Ce terme fait partie du vocabulaire de l'architecture musulmane.
Exemples de turbe dans l'Empire ottoman
Istanbul possède de nombreux turbes de sultans de l'Empire ottoman, mais aussi d'autres personnages importants de l'histoire turque, dont le turbe de Mahmoud II par exemple. Konya abrite le turbe de Jalal Ud Din Rumi, qui est un sanctuaire et un lieu de pèlerinage majeurs.
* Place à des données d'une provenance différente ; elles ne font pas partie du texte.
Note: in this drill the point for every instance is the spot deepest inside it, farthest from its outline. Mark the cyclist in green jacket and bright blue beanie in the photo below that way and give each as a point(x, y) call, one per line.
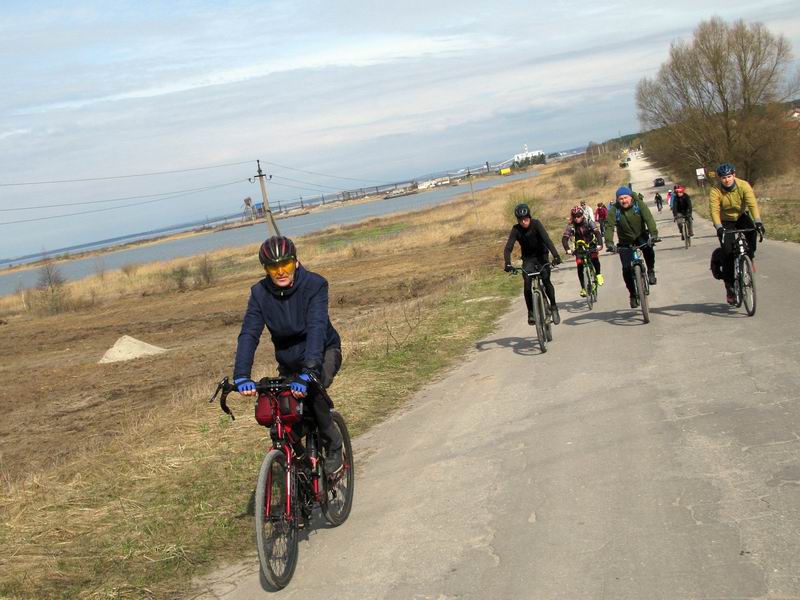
point(635, 226)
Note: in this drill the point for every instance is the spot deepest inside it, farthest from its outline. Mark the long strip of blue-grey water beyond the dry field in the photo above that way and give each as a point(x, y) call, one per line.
point(292, 226)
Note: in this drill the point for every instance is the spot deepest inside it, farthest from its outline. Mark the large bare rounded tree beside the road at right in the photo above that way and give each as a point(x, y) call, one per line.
point(721, 98)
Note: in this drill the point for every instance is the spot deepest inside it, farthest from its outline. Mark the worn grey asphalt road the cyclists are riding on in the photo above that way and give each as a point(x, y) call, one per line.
point(630, 461)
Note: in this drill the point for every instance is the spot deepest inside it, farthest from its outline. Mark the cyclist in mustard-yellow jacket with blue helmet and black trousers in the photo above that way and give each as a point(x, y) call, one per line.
point(733, 205)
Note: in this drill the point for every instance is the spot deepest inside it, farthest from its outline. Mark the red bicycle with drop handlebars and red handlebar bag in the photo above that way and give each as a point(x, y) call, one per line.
point(292, 481)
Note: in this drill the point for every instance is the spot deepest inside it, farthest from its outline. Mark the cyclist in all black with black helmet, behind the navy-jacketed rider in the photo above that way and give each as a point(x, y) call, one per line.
point(535, 245)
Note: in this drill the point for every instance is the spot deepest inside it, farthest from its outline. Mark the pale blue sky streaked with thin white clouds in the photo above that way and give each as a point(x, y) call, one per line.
point(357, 92)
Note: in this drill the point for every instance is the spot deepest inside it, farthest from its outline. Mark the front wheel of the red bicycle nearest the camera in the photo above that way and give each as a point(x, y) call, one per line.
point(276, 532)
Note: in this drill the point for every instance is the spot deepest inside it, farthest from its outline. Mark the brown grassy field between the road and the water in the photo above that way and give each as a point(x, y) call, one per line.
point(121, 481)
On trouve aussi à Bursa les turbes de nombreux sultans ottomans, comme Osman Ier et Mehmed Ier.
En dehors de la Turquie, on trouve des vestiges de turbes dans des pays comme l'Albanie, la Bosnie-Herzégovine, la Bulgarie, la Grèce, la Hongrie, l'Iran, la Macédoine du Nord et la Tunisie. Il est notamment possible de noter : le turbe de Gül Baba à Budapest[1], le turbe d'Hassan Baba en Thessalie[2], le turbe de Damad Ali-Pasha[3] et celui du Cheikh Mustafa à Belgrade[4]. Tunis abrite aussi plusieurs tourbas, le plus connu étant le tourbet El Bey[5],[6].